SEPPI SPENTO  – Finisce subito il Roland Garros di Andreas Seppi, letteralmente  travolto da un Richard Gasquet apparso molto centrato e determinato. È vero che Andreas ci ha abituato alle partenze lente, ma onestamente lo 0-8 con cui ha iniziato (e di fatto finito) il match non può essere spiegato solo così o con la circostanza che il francese avesse vinto sei dei sette precedenti. L’azzurro è parso spento e insolitamente falloso, a tratti in chiara difficoltà negli spostamenti laterali. Mi spiace aver giocato così su un campo così importante, è stata una delle peggiori partite giocate in carriera, sono stato imbarazzante”. La mancanza di pathos  ha provocato anche un effetto quasi soporifero sul pubblico del Lenglen, solitamente molto caldo per i propri connazionali, e solo qualche mirabile accelerazione di rovescio del Gasquet d’annata ha regalato qualche scroscio di applausi. Quando Andreas, completamente in confusione, ha scagliato sul nastro uno smash agevole nei pressi della rete, restando  a capo chino immobile per dieci secondi a pensarci, anche il pubblico francese si è lasciato andare ad un boato di incoraggiamento. “Non mi riusciva nulla oggi, non ho spiegazioni.

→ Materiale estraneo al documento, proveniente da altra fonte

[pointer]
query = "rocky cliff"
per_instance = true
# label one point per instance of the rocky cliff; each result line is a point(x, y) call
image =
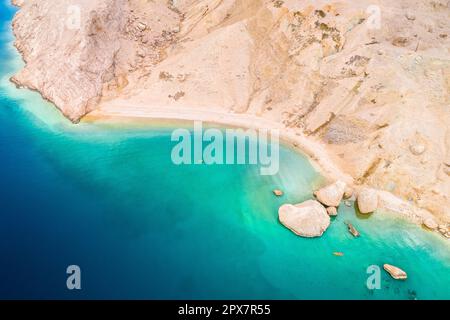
point(369, 79)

Una giornata no, da dimenticare e basta”. Non c’è stata praticamente partita, Andreas potrà ora concentrarsi sulla parte di stagione a lui più congeniale, quella sull’erba. Mentre Gasquet, se riuscirà a mantenersi propositivo e magari ad avanzare di un metro il suo raggio di azione, potrà provare ad eguagliare il suo miglior risultato a Parigi, i quarti raggiunti due anni fa.

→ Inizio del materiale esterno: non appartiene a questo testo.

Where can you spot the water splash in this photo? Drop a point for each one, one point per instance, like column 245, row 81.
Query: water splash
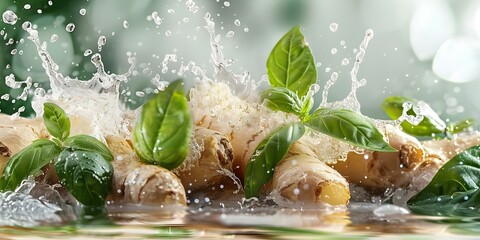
column 93, row 98
column 9, row 17
column 350, row 102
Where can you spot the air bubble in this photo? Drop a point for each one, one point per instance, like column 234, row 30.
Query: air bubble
column 9, row 17
column 334, row 27
column 70, row 27
column 53, row 38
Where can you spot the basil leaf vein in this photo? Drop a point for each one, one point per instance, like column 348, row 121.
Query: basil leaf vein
column 162, row 133
column 86, row 175
column 28, row 161
column 350, row 127
column 291, row 64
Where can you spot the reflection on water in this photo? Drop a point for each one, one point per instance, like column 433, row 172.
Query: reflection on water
column 359, row 221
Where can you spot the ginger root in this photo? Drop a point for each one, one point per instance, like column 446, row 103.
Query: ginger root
column 214, row 160
column 301, row 179
column 379, row 171
column 140, row 183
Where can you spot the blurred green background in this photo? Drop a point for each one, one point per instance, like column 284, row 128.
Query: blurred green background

OCCASIONE MANCATA PER DEBORAH – Un gran peccato per Deborah Chiesa che, dopo aver avuto a disposizione 5 matchpoint, dopo 2 ore e 48 minuti di gioco soccombe ad una Belinda Bencic non certo al meglio della forma. L’ex n. 7 del mondo disputa un match infarcito di gratuiti ma, alla fine, prende per sfinimento l’azzurra e porta a casa un match interminabile per 3-6 7-6(2) 7-5. Comunque grande onore alla trentina che, nonostante le cinque occasioni mancate sul 5-4 del secondo set, non si scompone e rimane in partita fino all’ultimo. Ricordiamo che si trattava per lei del primo match a livello major e Deborah non ha esitato a puntualizzare: “Se mi avessero detto che sarei entrata nel tabellone principale andando a match-point con la Bencic avrei firmato“.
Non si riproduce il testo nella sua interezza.